As to the motion for permission to file a late claim, in order to determine such motion, six factors enumerated in the Act must be considered: whether (1) defendant had notice of the essential facts constituting the claim; (2) defendant had an opportunity to investigate the circumstances underlying the claim; (3) defendant was substantially prejudiced; (4) claimant has any other available remedy; (5) the delay was excusable and (6) the claim appears to be meritorious. The factors are not necessarily exhaustive, nor is the presence or absence of any particular factor controlling.[1]
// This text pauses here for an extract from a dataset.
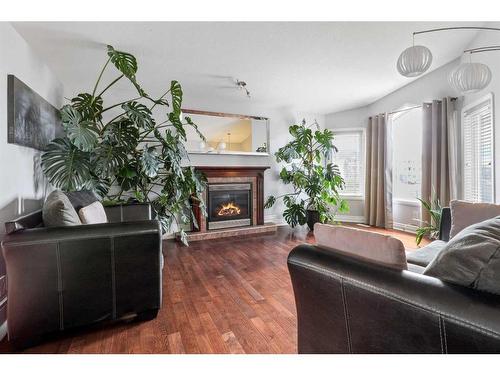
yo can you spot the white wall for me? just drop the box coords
[0,23,63,235]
The first three factors – whether defendant had notice of the essential facts, had an opportunity to investigate or would be prejudiced by the granting of this motion are intertwined and may be considered together. See Brewer v State of New York, 176 Misc 2d 337, 342, 672 NYS2d 650, 655 (Ct Cl 1998). It is undisputed that claim no. 112442 was served within ninety days of accrual and to the extent that it inadequately described the location of the accident, claimant points out that “pictures [were] received by the State without question within days of their first informing Claimant they could not identify the location. Several detailed pictures showing the exact location were again provided to the State.”[2] See the second unnumbered page of the December 7, 2006 affirmation of Adam Thompson, Esq. In any event, defendant raises no argument with regard to these three factors, and I find that they have been met.
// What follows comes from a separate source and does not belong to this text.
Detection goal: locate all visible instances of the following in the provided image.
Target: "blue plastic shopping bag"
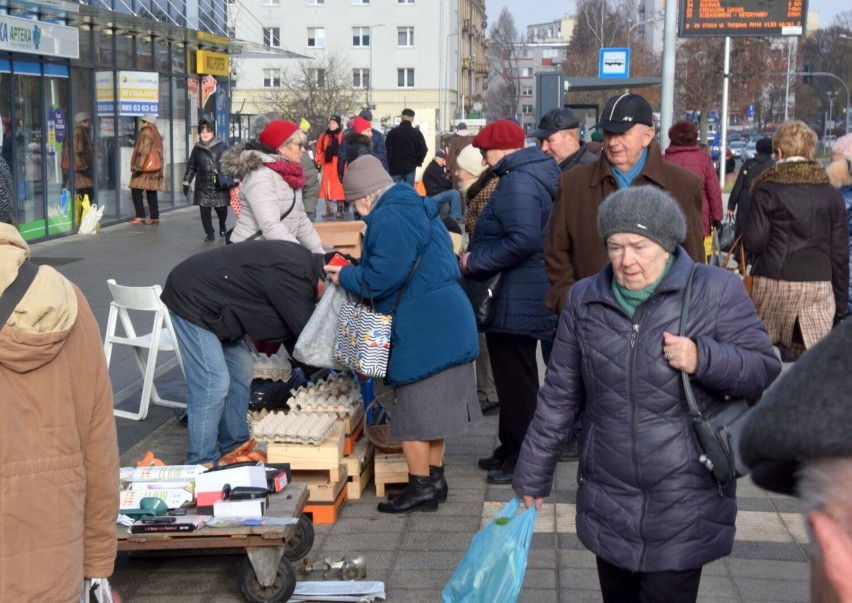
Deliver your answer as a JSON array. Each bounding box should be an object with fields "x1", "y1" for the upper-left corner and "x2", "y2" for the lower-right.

With regard to an alternate remedy, it is undisputed that this Court is the sole appropriate venue. As to excuse, claimant has offered no valid explanation for his failure to adequately describe the location in claim no. 112442, which resulted in its dismissal and thus the lack of a timely served and filed viable claim. See, e.g., Matter of E.K. (Anonymous) v State of New York, 235 AD2d 540, 652 NYS2d 759 (2d Dept 1997), lv denied 89 NY2d 815, 659 NYS2d 856 (1997).
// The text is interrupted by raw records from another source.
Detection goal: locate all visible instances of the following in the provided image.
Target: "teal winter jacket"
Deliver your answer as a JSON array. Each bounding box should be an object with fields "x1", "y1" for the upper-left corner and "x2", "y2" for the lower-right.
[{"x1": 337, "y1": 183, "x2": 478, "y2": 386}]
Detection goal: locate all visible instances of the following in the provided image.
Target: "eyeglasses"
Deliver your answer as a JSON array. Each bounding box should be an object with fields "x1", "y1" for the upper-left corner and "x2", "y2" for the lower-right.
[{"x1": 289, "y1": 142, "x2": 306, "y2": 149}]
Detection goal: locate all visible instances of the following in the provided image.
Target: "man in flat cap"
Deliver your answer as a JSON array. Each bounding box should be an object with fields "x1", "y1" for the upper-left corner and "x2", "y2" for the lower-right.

The remaining factor to be considered is whether the proposed claim appears meritorious. Defendant points out that both claim no. 112442 and the proposed claim refer to claimant having broken his ankle, whereas claimant’s affidavit[3] on this motion refers to a broken shoulder. Defendant also points out that the incident report prepared that day states that claimant reported that he had injured his left shoulder by accidentally colliding with another player. See exhibit A to the January 9, 2007 affirmation of Ellen Matowik Russell. Such discrepancies will have to be addressed at trial, but for the purposes of this motion, I find that claimant meets the standard set forth in Matter of Santana v New York State Thruway Authority, 92 Misc 2d 1, 11, 399 NYS2d 395, 402-03 (Ct Cl 1977): (i) the claim “must not be patently groundless, frivolous, or legally defective” and (ii) upon consideration of the entire record, including the proposed claim and any exhibits or affidavits, “there is reasonable cause to believe that a valid cause of action exists.”

In view of the foregoing, having reviewed the submissions[4], IT IS ORDERED that motion no. M-72732 be granted to the extent that within forty-five (45) days of the filing of this Decision and Order, claimant shall serve and file his claim in compliance with Court of Claims Act §11 and §11-a.

March 6, 2007
New York, New York

Judge of the Court of Claims

  1. [1]See Bay Terrace Coop. Section IV, Inc. v New York State Employees’ Retirement Sys. Policemen’s and Firemen’s Retirement Sys., 55 NY2d 979, 449 NYS2d 185 (1982); Scarver v State of New York, 233 AD2d 858, 649 NYS2d 280 (4th Dept 1996).
  2. [2]Claimant’s moving papers on motion no. M-71953 indicate that numerous photos were sent to defendant on July 5, 2006.
  3. [3]Such is entitled “Affirmation of Merit.”
  4. [4]The following were reviewed: claimant’s notice of motion with affirmation in support and exhibits 1 through 6; and defendant’s affirmation in opposition with exhibit A.